Post Syndicated from Alex Krivit original https://blog.cloudflare.com/securing-origin-connectivity/

Automatic (secure) transmission: taking the pain out of origin connection security

Automatic (secure) transmission: taking the pain out of origin connection security

In 2014, Cloudflare set out to encrypt the Internet by introducing Universal SSL. It made getting an SSL/TLS certificate free and easy at a time when doing so was neither free, nor easy. Overnight millions of websites had a secure connection between the user’s browser and Cloudflare.

But getting the connection encrypted from Cloudflare to the customer’s origin server was more complex. Since Cloudflare and all browsers supported SSL/TLS, the connection between the browser and Cloudflare could be instantly secured. But back in 2014 configuring an origin server with an SSL/TLS certificate was complex, expensive, and sometimes not even possible.

And so we relied on users to configure the best security level for their origin server. Later we added a service that detects and recommends the highest level of security for the connection between Cloudflare and the origin server. We also introduced free origin server certificates for customers who didn’t want to get a certificate elsewhere.

Today, we’re going even further. Cloudflare will shortly find the most secure connection possible to our customers’ origin servers and use it, automatically. Doing this correctly, at scale, while not breaking a customer’s service is very complicated. This blog post explains how we are automatically achieving that highest level of security possible for those customers who don’t want to spend time configuring their SSL/TLS set up manually.

Why configuring origin SSL automatically is so hard

When we announced Universal SSL, we knew the backend security of the connection between Cloudflare and the origin was a different and harder problem to solve.
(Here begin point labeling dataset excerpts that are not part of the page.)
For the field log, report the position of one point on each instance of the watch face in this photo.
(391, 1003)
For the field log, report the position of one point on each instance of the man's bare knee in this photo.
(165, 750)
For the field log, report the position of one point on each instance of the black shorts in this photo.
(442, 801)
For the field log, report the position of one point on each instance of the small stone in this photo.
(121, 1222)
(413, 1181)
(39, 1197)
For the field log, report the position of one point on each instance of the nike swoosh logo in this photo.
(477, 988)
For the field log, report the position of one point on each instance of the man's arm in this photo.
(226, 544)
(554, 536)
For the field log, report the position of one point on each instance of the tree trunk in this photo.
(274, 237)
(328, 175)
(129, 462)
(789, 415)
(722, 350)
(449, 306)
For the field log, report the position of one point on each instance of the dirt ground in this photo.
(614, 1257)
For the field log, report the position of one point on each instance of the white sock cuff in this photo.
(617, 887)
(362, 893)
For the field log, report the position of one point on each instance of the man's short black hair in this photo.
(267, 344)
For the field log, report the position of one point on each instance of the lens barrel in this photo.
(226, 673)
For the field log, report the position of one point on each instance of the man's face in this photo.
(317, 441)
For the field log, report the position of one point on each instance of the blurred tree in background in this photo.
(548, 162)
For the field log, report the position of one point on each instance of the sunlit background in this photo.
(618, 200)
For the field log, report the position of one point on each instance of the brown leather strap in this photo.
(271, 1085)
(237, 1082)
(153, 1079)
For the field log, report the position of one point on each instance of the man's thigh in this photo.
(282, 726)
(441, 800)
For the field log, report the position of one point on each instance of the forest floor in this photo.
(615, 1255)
In order to configure the tightest security, customers had to procure a certificate from a third party and upload it to their origin. Then they had to indicate to Cloudflare that we should use this certificate to verify the identity of the server while also indicating the connection security capabilities of their origin. This could be an expensive and tedious process. To help alleviate this high set up cost, in 2015 Cloudflare launched a beta Origin CA service in which we provided free limited-function certificates to customer origin servers. We also provided guidance on how to correctly configure and upload the certificates, so that secure connections between Cloudflare and a customer’s origin could be established quickly and easily.
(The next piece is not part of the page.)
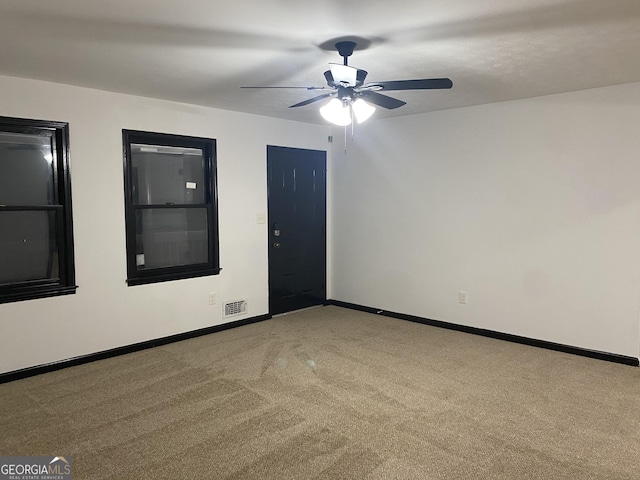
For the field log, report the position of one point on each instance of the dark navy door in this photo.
(297, 233)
What we discovered though, is that while this service was useful to customers, it still required a lot of configuration. We didn’t see the change we did with Universal SSL because customers still had to fight with their origins in order to upload certificates and test to make sure that they had configured everything correctly. And when you throw things like load balancers into the mix or servers mapped to different subdomains, handling server-side SSL/TLS gets even more complicated.

Around the same time as that announcement, Let’s Encrypt and other services began offering certificates as a public CA for free, making TLS easier and paving the way for widespread adoption. Let’s Encrypt and Cloudflare had come to the same conclusion: by offering certificates for free, simplifying server configuration for the user, and working to streamline certificate renewal, they could make a tangible impact on the overall security of the web.

Automatic (secure) transmission: taking the pain out of origin connection security

The announcements of free and easy to configure certificates correlated with an increase in attention on origin-facing security. Cloudflare customers began requesting more documentation to configure origin-facing certificates and SSL/TLS communication that were performant and intuitive. In response, in 2016 we announced the GA of origin certificate authority to provide cheap and easy origin certificates along with guidance on how to best configure backend security for any website.

The increased customer demand and attention helped pave the way for additional features that focused on backend security on Cloudflare. For example, authenticated origin pull ensures that only HTTPS requests from Cloudflare will receive a response from your origin, preventing an origin response from requests outside of Cloudflare. Another option, Cloudflare Tunnel can be set up to run on the origin servers, proactively establishing secure and private tunnels to the nearest Cloudflare data center. This configuration allows customers to completely lock down their origin servers to only receive requests routed through our network. For customers unable to lock down their origins using this method, we still encourage adopting the strongest possible security when configuring how Cloudflare should connect to an origin server.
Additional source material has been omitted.